El eau de parfum Capri de Gissah es unisex y sofisticado. Homenaje olfativo a la legendaria isla de Capri, frente a la costa de Nápoles, esta creación combina la frescura mediterránea con una refinada elegancia amaderada. Se despliega en una estela oriental, resinosa y luminosa. Es una fragancia que evoca acariciadoras brisas marinas, exuberantes huertos y el soleado calor de un verano italiano. He aquí todo lo bueno de esta fragancia de Muscorient.
Las notas de Capri Gissah y sus valores olfativos
Las notas de Capri reflejan a la perfección la naturaleza contrastada de la isla:
- En la nota de salida, el limón de Sorrento ilumina la composición con una vivacidad soleada y alimonada. Las notas marinas recuerdan el aire puro y salado de las costas de Capri. El jengibre azul añade un toque picante y ligeramente aromático, inyectando energía y una dimensión vibrante a la apertura.
- En el corazón, el sándalo indio introduce una calidez amaderada suave y cremosa que se mezcla sutilmente con la jugosa y crujiente manzana. Esta combinación confiere a la fragancia un carácter afrutado a la vez que reposado y refinado. El pachulí añade una profundidad terrosa, casi terrosa, que refuerza el aspecto natural y auténtico de la composición.
- El fondo es un auténtico joyero oriental: el incienso somalí desprende una dimensión mística y resinosa, el ámbar seco envuelve el conjunto con su calidez rica y ligeramente almizclada, mientras que el vetiver haitiano completa la estela con una textura verde, amaderada y picante.
Una refinada y luminosa escala mediterránea
Capri de Gissah es una invitación al viaje. La fragancia evoca al instante acantilados bañados por la luz, aguas cristalinas y el típico limonero mediterráneo. Su perfil acuático, combinado con el frescor de los cítricos, evoca una sensación de libertad, sol y bienestar. Esta primera impresión luminosa es a la vez enérgica y calmante, como un soplo de aire marino mezclado con dulzura afrutada.
Profundidad amaderada afrutada y elegante
A medida que evoluciona, Capri da paso a un corazón amaderado afrutado perfectamente equilibrado. El sándalo de la India aporta una textura cálida y envolvente, como una madera luminosa acariciada por el sol. A continuación, la manzana aporta una frescura golosa. El pachulí añade una dimensión más profunda, casi mística, en el fondo, uniendo la vivacidad de la fruta con la serenidad de la madera. El corazón de la fragancia es una mezcla perfecta de modernidad y tradición, con un aroma claramente oriental.

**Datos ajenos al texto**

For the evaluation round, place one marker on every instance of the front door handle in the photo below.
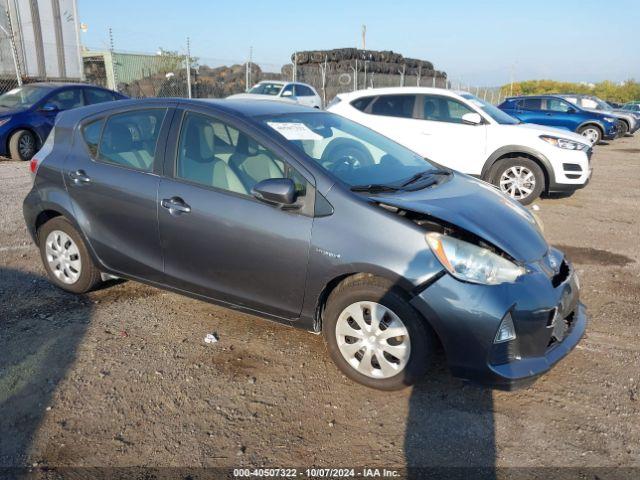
(79, 177)
(175, 205)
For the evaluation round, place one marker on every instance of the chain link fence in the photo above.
(178, 74)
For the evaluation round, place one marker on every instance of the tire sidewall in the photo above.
(88, 272)
(419, 336)
(14, 142)
(597, 129)
(502, 165)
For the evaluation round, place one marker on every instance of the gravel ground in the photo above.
(75, 392)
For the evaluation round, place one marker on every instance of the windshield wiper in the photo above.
(426, 173)
(373, 188)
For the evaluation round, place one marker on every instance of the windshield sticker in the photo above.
(294, 131)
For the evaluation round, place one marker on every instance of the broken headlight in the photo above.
(471, 263)
(564, 143)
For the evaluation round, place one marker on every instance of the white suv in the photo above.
(460, 131)
(295, 92)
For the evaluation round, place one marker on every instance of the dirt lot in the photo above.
(73, 391)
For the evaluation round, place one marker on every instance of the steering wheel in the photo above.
(344, 155)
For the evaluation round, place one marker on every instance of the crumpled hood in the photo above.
(479, 208)
(558, 132)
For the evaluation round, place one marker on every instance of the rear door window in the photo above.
(530, 104)
(394, 106)
(214, 154)
(67, 99)
(95, 95)
(557, 105)
(443, 109)
(91, 134)
(129, 139)
(362, 103)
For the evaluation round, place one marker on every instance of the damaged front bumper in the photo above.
(548, 319)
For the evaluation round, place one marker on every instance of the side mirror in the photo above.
(49, 108)
(280, 191)
(472, 118)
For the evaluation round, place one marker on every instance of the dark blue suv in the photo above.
(556, 112)
(27, 113)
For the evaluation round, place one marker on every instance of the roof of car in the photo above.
(53, 85)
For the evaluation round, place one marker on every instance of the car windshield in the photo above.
(494, 112)
(267, 89)
(25, 96)
(355, 154)
(602, 105)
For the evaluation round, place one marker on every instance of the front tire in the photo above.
(23, 145)
(591, 133)
(65, 257)
(374, 336)
(520, 178)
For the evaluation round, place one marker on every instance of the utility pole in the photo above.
(511, 84)
(294, 74)
(188, 68)
(247, 73)
(113, 61)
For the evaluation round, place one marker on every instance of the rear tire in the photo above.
(404, 358)
(22, 145)
(592, 133)
(65, 257)
(624, 128)
(519, 178)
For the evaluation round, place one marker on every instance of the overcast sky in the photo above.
(478, 42)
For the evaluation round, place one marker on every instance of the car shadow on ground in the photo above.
(450, 429)
(40, 330)
(450, 425)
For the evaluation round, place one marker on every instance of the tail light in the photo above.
(41, 154)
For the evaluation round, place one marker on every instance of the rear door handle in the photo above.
(175, 205)
(79, 177)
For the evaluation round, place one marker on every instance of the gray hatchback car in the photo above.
(309, 219)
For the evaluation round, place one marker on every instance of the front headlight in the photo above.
(564, 143)
(471, 263)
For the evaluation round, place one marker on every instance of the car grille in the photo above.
(561, 329)
(562, 275)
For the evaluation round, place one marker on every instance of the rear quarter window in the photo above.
(91, 135)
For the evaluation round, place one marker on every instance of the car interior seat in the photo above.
(199, 164)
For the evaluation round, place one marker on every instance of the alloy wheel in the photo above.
(517, 182)
(591, 134)
(26, 146)
(63, 257)
(373, 339)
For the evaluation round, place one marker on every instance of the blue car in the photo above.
(557, 112)
(27, 113)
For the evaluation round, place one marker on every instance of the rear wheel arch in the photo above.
(29, 129)
(44, 216)
(592, 124)
(515, 152)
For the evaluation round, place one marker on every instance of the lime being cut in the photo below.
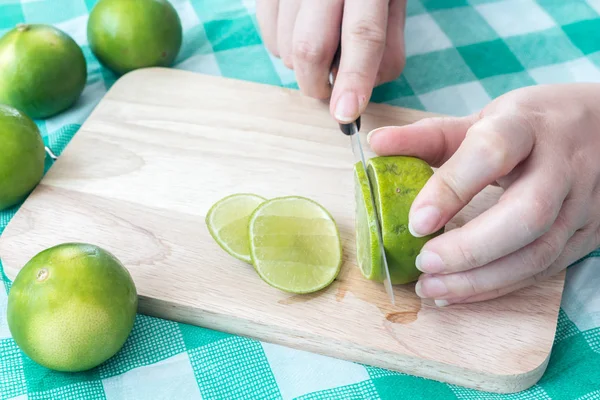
(396, 181)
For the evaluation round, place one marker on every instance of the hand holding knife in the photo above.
(352, 129)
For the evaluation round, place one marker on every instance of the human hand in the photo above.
(305, 34)
(541, 145)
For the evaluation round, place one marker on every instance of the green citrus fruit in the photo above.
(42, 70)
(130, 34)
(396, 181)
(295, 244)
(367, 252)
(22, 156)
(72, 307)
(227, 222)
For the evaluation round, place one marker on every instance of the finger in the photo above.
(286, 20)
(266, 16)
(492, 148)
(432, 139)
(316, 37)
(578, 246)
(505, 272)
(526, 211)
(394, 55)
(363, 40)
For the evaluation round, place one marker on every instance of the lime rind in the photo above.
(397, 180)
(367, 251)
(270, 271)
(238, 225)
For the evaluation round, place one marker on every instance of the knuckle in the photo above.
(367, 32)
(471, 284)
(470, 260)
(308, 52)
(539, 214)
(391, 70)
(493, 148)
(452, 186)
(543, 253)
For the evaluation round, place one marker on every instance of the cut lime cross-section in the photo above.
(295, 244)
(227, 222)
(368, 256)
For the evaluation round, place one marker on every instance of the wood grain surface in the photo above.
(164, 145)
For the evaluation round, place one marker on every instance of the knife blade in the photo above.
(352, 130)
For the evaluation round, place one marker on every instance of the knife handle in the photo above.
(352, 127)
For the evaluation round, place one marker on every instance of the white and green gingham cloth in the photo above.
(460, 55)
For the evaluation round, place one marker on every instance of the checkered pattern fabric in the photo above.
(460, 55)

Una estela oriental picante y resinosa
Cuando Capri alcanza la madurez, revela una base rica y refinada. El incienso aporta una nota ahumada, espiritual, casi sagrada. El ámbar seco ofrece una calidez suave y sofisticada, sin ser demasiado dulce. Por último, el vetiver de Haití añade una nota terrosa que prolonga la estela con elegancia y poder de permanencia. Esta base garantiza una presencia duradera y refinada, manteniendo el equilibrio entre el frescor inicial y la profundidad amaderada.
El frasco: un estuche con espíritu capriote
El diseño de la botella de Capri de Gissah contribuye en gran medida a la experiencia sensorial. El vidrio claro, ligeramente tintado, evoca la transparencia de las aguas mediterráneas. Su tapón plateado recuerda la luz del sol que acaricia las rocas de Capri: una elección estética a la vez sobria y lujosa. El frasco es a la vez decorativo y funcional, reflejo de la filosofía de la marca. Ofrece un objeto olfativo elegante y duradero, capaz de transmitir el espíritu de la mítica isla a través de su fragancia.